If $p(n)$ is an integer partition of $n$, then $p(n) = k + p(n -k)$. The following recursive algorithm is based off this formula:

function integer_partitions(n::Integer, max_value::Int)
    if n < 0
        throw(DomainError(n, "n must be nonnegative"))
    elseif n == 0
        return Vector{Int}[[]]
    end

    partitions = Vector{Int}[]
    for k in max_value:-1:1
        for p in integer_partitions(n-k, min(k, n-k))
            push!(partitions, vcat(k, p))
        end
    end        
    return partitions
end

This function gives all the unique partitions of a number. For the above problems we have the additional constraints:

  • There is a maximum value at each partition index.
  • Permutations of partitions are unique e.g. 3+0+0, 0+3+0 and 0+0+3 are all unique.

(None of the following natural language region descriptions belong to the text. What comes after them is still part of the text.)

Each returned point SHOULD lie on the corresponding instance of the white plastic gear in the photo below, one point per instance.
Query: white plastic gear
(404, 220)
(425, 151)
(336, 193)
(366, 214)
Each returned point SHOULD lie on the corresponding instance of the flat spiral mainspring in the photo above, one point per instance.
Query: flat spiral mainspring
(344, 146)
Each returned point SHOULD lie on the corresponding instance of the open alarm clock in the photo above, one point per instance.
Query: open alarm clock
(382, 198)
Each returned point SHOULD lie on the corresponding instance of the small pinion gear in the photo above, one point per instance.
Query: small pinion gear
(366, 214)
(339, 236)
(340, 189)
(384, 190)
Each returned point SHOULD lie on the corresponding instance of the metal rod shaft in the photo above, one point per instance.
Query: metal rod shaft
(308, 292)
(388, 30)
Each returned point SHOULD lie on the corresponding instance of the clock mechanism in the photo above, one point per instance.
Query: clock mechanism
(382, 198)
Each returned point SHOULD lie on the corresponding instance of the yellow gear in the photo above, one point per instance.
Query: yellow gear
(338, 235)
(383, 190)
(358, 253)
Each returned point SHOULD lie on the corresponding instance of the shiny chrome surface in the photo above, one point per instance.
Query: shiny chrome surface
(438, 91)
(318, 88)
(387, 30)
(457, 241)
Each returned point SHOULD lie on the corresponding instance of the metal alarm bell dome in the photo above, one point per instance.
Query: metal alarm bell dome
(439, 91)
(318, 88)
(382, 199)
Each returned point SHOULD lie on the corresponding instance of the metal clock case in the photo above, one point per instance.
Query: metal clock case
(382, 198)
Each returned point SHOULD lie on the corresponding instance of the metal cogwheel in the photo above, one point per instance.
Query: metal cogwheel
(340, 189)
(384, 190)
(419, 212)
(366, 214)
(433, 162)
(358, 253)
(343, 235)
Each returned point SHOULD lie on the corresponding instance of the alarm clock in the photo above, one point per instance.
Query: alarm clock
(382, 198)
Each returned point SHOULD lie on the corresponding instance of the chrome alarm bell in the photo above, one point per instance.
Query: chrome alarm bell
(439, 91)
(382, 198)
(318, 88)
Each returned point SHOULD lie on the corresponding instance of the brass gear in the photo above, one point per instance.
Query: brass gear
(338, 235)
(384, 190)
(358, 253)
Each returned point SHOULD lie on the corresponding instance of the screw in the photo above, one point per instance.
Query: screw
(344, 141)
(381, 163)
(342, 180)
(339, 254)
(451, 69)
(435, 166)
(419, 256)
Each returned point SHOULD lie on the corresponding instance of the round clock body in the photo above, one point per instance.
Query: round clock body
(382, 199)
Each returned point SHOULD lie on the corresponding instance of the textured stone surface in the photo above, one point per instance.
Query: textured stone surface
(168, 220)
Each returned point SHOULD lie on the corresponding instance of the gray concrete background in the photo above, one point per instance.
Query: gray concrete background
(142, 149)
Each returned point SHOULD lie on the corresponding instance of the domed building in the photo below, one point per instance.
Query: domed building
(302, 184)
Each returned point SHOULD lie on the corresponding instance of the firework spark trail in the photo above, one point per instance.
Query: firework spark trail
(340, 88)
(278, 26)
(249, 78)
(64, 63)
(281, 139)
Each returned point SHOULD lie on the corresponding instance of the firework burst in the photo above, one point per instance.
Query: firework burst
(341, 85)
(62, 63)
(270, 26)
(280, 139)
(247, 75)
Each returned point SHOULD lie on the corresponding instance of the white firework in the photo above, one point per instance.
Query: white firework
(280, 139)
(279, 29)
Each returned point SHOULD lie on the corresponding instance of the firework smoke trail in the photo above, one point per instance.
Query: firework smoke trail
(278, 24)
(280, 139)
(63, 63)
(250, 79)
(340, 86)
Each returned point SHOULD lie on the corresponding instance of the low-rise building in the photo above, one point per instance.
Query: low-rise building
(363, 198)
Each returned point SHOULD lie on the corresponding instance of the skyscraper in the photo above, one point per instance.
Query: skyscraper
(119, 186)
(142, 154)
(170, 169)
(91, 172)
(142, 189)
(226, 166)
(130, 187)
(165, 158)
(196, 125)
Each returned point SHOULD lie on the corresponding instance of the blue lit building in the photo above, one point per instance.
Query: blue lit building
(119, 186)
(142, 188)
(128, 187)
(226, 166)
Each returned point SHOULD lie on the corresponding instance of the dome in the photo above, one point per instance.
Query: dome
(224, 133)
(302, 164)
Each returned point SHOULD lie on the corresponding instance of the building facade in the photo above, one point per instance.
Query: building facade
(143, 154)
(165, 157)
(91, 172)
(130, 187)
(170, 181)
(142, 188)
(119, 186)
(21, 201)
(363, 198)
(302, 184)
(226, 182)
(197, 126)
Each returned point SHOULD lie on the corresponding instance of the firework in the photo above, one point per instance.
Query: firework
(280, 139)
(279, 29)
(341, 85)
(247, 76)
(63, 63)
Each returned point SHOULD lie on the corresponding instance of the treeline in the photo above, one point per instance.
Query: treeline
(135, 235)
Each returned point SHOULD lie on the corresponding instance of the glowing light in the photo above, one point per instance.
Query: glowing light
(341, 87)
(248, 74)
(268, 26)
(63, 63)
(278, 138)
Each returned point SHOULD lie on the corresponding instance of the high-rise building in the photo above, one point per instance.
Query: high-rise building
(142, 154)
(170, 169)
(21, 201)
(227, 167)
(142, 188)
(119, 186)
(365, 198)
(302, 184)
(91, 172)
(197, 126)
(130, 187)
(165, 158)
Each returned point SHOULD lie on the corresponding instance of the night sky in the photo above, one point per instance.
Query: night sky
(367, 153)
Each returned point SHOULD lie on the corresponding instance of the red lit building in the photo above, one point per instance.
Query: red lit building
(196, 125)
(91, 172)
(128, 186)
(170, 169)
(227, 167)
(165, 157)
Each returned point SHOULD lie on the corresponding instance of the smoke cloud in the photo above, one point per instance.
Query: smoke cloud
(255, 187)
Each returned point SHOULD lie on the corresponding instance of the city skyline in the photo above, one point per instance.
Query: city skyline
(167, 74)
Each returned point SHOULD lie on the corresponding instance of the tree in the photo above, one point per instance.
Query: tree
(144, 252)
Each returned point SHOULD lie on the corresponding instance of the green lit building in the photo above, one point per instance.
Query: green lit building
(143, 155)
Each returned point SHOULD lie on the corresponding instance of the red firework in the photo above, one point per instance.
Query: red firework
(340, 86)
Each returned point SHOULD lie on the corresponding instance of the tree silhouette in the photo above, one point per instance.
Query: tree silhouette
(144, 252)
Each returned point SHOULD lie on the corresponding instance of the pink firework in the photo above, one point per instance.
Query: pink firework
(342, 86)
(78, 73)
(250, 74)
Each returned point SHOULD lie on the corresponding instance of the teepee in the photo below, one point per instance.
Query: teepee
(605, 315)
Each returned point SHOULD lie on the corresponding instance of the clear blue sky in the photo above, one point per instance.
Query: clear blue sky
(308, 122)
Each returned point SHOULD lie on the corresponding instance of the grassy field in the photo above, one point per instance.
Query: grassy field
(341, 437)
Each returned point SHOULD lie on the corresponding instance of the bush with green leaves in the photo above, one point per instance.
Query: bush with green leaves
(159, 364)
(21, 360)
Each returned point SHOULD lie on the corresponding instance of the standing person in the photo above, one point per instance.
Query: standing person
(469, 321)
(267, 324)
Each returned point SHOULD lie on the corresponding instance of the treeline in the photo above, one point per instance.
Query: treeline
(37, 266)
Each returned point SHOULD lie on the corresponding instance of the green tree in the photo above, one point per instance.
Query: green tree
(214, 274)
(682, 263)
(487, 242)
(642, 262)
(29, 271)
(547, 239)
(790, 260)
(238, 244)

The function is therefore modified to keep an index count:

function integer_partitions(n::Integer, max_values::Vector{Int}, idx=1)
    if n < 0
        throw(DomainError(n, "n must be nonnegative"))
    elseif n == 0 
        return Vector{Int}[[]]
    end

    partitions = Vector{Int}[]
    max_value = (idx <= length(max_values)) ? min(n, max_values[idx]) : 0
    for k in max_value:-1:1
        for p in integer_partitions(n-k, max_values, idx + 1)
            push!(partitions, vcat(k, p))
        end
    end    
    # include 0 case 
    if (idx + 1 <= length(max_values))
        for p in integer_partitions(n, max_values, idx + 1)
            push!(partitions, vcat(0, p))
        end
    end
    return partitions
end

Caching can be added to improve the performance.